5. A method of manufacturing an electrode material for thermal fuses having 50 to 99 mass % of Ag and 1 to 50 mass % of Cu, the electrode material having a structure in which an internally oxidized layer is formed at each of front and back surfaces, and having a non-oxidized layer in a central portion, the method comprising: dissolving a predetermined material; performing rolling process to give a material having a predetermined thickness; placing the material in an internal oxidation furnace; forming an internally oxidized layer only at the front and back surface layers of the electrode material while leaving a non-oxidized layer in the middle of the material under the conditions of 600° C. to 750° C., 1 to 5 hours and 1 to 5 atm of oxygen pressure; then repeating rolling process and annealing to the material; and performing rolling process so that a final processing rate is 70% more in terms of a cross-sectional reduction rate such that the internally oxidized layers and the non-oxidized layer remain after reducing a plate thickness.

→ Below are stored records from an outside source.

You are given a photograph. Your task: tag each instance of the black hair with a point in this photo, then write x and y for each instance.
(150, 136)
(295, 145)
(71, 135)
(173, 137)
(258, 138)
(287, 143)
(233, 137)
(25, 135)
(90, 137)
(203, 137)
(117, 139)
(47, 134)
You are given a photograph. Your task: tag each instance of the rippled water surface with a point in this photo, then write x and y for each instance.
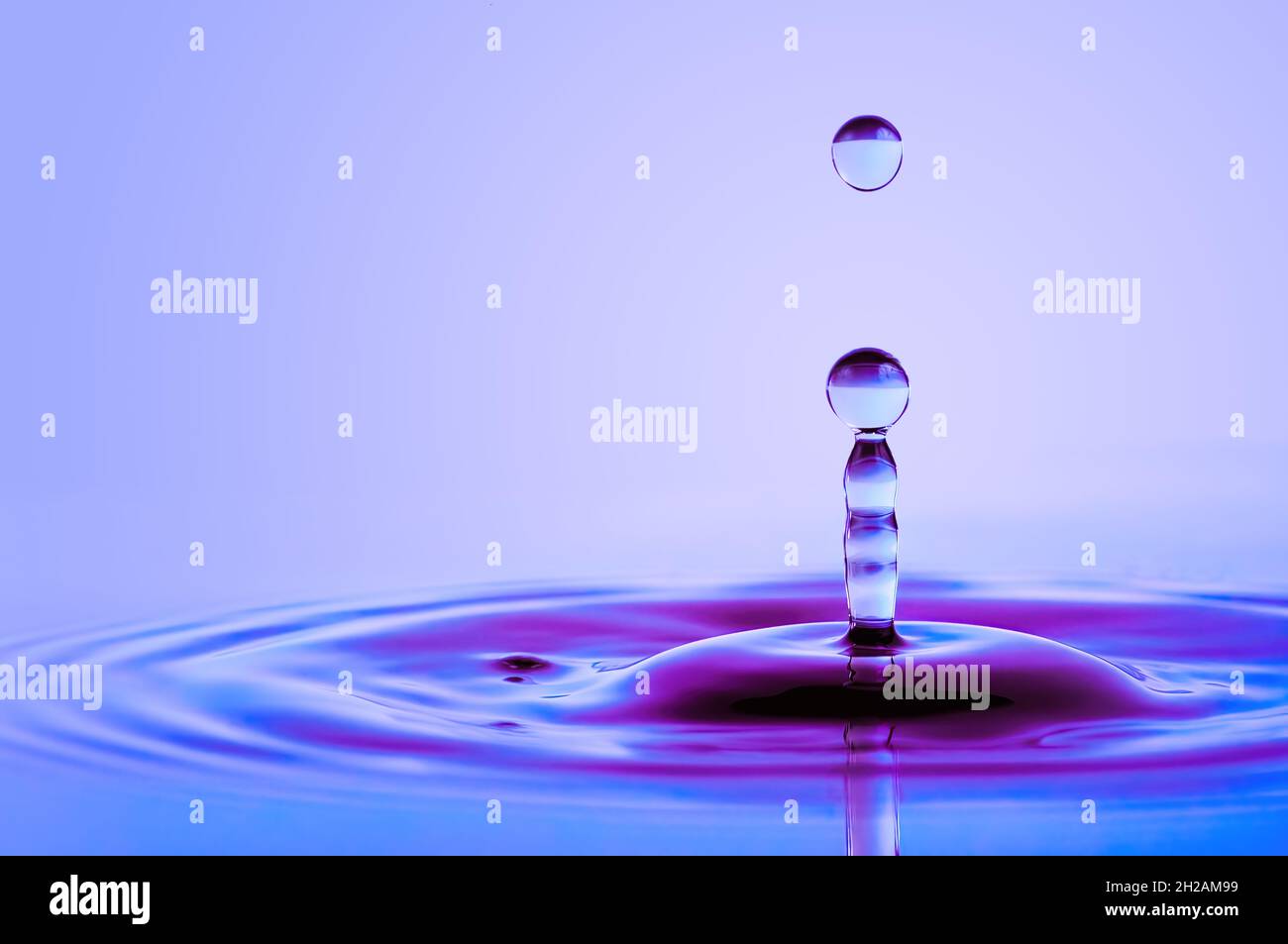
(669, 719)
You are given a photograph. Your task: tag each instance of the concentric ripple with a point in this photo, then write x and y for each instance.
(626, 695)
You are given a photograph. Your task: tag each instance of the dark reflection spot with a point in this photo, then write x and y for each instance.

6. A thermal furse comprising an electrode material comprising 50 to 99 mass % of Ag and 1 to 50 mass % of Cu, the electrode material having a structure in which an internally oxidized layer is formed at each of the front and back surfaces, and having a non-oxidized layer in the central portion.

7. The thermal fuse according to claim 6, wherein the electrode material further comprises 0.1 to 5 mass % of at least one of Sn and In.

8. The termal fuse according to claim 6, wherein the electrode material further comprises 0.01 to 1 mass % of at least one of Fe, Ni and Co.

9. The thermal fuse according to claim 6, wherein the electrode material further comprises 0.1 to 5 mass % of at least one of Sn and In, and comprising 0.01 to 1 mass % of at least one of Fe, Ni and Co.

10. The method according to claim 5, the electrode material further comprising 0.1 to 5 mass % of at least one of Sn and In.

11. The method according to claim 5, the electrode material further comprising 0.01 to 1 mass % of at least one of Fe, Ni and Co.

12. The method according to claim 5, the electrode material further comprising 0.1 to 5 mass % of at least one of Sn and In, and comprising 0.01 to 1 mass % of at least one of Fe, Ni and Co.